David Gauke is a former Justice Secretary, and was an independent candidate in South-West Hertfordshire at the recent general election.

Harold Wilson sought to make the Labour Party the natural party of Government, but failed. Years later, Tony Blair sought to fulfil the same ambition and – with the three successive general election victories – came closer to success.

Yet just over eight years after he stood down, the Labour Party elected Jeremy Corbyn as its leader. As Blair pointed out about himself, he had been ‘the person in power taking difficult decisions’ whose face was ‘on the placard’ whereas ‘Jeremy is the guy with the placard, he’s the guy holding it. One’s the politics of power and the other’s the politics of protest.’

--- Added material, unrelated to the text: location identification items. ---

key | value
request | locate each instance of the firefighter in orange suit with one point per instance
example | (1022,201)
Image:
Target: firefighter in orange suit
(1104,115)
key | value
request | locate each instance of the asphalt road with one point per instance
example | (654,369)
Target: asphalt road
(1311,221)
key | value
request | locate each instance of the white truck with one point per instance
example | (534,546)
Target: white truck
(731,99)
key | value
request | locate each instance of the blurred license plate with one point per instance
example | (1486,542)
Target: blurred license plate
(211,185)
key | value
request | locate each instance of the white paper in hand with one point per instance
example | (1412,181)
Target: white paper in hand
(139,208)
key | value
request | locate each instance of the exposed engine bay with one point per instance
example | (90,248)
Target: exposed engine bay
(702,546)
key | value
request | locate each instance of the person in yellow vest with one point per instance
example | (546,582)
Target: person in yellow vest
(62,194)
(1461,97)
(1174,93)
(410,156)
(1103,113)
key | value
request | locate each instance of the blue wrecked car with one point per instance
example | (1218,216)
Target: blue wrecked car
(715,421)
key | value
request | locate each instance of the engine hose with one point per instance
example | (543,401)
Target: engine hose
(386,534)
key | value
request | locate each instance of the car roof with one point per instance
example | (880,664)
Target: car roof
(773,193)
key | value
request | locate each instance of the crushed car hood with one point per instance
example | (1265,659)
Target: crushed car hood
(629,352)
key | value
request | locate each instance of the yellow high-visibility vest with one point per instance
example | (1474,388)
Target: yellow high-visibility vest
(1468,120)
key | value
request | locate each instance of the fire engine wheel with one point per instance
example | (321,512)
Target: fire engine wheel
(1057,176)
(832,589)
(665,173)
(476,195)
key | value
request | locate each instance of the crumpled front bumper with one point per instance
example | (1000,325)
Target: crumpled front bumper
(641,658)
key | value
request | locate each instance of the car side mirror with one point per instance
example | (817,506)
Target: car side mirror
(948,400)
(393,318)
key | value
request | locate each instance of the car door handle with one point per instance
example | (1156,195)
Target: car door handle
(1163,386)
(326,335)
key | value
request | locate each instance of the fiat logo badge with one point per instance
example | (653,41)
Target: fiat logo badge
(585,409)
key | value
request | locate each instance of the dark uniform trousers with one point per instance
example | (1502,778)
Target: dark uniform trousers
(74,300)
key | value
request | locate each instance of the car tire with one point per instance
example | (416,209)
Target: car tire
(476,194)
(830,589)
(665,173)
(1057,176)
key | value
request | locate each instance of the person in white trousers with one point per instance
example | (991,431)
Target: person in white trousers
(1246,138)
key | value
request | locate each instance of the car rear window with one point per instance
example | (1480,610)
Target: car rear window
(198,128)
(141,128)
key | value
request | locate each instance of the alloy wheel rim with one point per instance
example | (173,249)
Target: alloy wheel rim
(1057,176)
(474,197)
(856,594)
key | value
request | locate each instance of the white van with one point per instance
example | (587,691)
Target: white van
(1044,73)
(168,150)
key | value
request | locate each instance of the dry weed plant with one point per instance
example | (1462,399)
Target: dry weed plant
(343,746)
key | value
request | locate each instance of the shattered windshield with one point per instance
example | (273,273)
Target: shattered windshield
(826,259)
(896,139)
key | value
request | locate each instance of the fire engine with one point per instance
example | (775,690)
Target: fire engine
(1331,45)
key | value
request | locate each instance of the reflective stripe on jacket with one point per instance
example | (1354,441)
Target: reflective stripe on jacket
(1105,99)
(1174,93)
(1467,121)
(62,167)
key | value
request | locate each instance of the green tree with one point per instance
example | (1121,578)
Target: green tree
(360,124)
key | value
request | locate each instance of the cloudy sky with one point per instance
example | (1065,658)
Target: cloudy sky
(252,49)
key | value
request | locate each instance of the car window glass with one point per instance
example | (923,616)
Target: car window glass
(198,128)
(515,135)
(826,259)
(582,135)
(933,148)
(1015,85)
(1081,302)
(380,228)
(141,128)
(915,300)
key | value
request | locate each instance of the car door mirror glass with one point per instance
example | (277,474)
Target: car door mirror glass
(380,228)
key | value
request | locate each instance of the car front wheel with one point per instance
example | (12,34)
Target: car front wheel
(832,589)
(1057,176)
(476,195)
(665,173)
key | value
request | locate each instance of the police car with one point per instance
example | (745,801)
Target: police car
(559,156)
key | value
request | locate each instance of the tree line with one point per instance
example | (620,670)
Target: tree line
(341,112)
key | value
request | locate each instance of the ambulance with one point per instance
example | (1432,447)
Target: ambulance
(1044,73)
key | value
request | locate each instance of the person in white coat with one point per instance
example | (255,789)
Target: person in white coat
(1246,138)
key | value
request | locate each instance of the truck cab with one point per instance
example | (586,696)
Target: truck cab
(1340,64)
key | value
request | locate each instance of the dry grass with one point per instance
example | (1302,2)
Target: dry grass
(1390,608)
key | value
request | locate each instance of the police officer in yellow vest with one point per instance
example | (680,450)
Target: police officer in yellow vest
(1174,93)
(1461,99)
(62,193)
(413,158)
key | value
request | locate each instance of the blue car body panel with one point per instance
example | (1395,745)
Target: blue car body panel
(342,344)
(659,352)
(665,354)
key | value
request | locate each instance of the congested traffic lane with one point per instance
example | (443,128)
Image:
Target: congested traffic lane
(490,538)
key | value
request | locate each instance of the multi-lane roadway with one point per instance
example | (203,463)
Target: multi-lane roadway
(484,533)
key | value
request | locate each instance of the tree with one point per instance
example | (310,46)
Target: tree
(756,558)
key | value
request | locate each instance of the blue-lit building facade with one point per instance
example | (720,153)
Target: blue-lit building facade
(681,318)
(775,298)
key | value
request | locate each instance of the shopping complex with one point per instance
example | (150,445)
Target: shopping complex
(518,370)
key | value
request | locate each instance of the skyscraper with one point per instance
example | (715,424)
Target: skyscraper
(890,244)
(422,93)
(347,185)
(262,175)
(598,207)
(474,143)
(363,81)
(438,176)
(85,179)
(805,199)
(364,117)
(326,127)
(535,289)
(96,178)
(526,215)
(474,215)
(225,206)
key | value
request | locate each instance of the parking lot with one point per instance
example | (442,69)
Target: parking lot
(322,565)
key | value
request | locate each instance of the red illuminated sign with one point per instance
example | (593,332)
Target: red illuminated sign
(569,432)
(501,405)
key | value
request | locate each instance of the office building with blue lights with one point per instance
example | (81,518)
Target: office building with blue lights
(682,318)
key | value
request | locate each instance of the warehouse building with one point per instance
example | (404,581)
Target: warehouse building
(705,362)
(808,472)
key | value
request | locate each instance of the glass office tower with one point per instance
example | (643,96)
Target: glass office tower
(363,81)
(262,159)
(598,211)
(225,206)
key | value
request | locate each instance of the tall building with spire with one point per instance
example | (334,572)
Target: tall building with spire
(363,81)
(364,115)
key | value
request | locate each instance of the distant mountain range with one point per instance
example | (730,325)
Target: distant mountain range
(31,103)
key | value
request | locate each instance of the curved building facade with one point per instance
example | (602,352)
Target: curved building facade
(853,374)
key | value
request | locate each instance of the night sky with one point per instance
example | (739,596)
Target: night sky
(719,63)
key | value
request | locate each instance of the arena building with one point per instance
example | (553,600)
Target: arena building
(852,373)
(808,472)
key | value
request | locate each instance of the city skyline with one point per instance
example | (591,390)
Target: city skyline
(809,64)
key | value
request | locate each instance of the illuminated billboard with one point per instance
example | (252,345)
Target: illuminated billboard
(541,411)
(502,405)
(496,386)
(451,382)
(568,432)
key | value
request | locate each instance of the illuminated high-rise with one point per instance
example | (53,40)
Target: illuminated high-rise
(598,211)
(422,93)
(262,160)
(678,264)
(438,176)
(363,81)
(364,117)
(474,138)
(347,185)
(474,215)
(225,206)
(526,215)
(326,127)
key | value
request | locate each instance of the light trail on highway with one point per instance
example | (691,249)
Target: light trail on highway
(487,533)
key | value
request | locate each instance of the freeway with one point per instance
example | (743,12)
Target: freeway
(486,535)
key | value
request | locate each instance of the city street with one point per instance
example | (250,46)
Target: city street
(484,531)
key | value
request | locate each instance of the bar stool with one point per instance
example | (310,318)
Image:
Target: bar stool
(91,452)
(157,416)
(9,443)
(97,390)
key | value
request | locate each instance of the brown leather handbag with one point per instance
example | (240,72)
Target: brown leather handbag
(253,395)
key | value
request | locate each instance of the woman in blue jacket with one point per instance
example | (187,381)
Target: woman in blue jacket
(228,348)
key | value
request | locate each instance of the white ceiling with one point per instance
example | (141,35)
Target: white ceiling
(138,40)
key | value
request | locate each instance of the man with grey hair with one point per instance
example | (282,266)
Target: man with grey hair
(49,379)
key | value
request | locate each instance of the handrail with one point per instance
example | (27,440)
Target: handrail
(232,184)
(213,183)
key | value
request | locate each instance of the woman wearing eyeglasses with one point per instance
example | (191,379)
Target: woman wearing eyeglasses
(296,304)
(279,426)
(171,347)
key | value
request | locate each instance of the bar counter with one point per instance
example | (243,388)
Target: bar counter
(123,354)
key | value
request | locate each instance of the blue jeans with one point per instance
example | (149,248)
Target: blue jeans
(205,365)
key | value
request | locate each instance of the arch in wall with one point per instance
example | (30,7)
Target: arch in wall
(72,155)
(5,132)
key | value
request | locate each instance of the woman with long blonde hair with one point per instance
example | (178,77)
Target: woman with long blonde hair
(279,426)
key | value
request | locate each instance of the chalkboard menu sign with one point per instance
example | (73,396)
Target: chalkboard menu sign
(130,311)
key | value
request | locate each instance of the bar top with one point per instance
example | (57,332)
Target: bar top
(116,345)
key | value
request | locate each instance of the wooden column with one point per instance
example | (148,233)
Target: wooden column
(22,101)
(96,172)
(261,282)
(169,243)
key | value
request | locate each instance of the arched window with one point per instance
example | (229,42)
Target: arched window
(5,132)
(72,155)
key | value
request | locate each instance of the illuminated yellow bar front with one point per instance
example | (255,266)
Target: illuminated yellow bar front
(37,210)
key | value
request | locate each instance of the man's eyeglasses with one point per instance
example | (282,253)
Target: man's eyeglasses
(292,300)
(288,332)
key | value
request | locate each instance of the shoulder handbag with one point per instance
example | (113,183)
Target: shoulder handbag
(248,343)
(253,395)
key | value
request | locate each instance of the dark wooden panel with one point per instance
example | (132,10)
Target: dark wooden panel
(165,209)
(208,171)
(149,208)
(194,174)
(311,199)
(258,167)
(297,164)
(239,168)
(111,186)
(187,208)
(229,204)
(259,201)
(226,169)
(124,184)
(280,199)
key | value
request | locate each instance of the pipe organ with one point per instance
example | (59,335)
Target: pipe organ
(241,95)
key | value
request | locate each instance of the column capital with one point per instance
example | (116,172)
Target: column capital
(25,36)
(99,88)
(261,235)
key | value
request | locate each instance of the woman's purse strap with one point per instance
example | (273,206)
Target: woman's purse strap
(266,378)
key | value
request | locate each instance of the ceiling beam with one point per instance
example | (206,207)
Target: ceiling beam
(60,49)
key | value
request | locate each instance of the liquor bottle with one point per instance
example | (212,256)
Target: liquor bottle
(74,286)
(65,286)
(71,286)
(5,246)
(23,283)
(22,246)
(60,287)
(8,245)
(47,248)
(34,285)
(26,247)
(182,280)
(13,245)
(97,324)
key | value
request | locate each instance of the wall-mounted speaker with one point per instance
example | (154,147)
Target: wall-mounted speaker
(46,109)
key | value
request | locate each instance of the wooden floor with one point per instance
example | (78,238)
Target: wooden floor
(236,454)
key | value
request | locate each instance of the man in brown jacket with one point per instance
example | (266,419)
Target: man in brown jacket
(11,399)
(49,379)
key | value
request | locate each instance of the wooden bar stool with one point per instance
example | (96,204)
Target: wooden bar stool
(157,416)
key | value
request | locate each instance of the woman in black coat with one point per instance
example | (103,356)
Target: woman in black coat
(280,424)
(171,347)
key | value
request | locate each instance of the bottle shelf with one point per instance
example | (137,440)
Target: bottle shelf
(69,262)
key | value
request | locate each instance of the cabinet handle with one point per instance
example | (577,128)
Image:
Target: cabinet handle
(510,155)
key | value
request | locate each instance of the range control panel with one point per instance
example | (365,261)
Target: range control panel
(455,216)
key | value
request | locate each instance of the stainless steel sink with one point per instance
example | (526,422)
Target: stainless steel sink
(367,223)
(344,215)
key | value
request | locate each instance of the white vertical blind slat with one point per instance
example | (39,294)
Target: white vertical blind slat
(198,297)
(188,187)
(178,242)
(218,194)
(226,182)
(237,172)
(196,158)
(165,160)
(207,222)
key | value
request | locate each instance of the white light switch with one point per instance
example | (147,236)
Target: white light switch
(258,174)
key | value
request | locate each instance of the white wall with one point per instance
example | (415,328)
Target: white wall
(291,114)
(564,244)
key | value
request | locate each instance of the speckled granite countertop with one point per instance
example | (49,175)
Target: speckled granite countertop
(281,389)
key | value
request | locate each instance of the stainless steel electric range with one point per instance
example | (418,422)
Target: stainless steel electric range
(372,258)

Labour has never quite escaped the politics of protest. In part, this is a product of its history. The Labour Party was formed to represent the interests of trade unions and their members. It exists to represent one section of society, not to govern all of society.

There is also a question of temperament. As a party of the Left, it has tended to attract dreamers and idealists who value ideological purity and the clean conscience available to those who do not have to take responsibility. It has always been a party for the placard-holders.

The Conservative Party, in contrast, exists for the purpose of being in power. One way or another, it has been in office for 67 of the last 100 years and, as such, can claim to be the natural party of government. It is a party capable of obtaining and retaining power but also a party changed by the experience of power.

Its reputation as the party of government has helped it reassure small ‘c’ conservative voters; the greater Ministerial experience attained by Conservative politicians has given the party greater credibility in contrast to its opponents; a track record in Government also demonstrates a willingness to make tough decisions – such as the economic reforms of the 1980s or 2010s – which helps win the public’s respect, if not its affection.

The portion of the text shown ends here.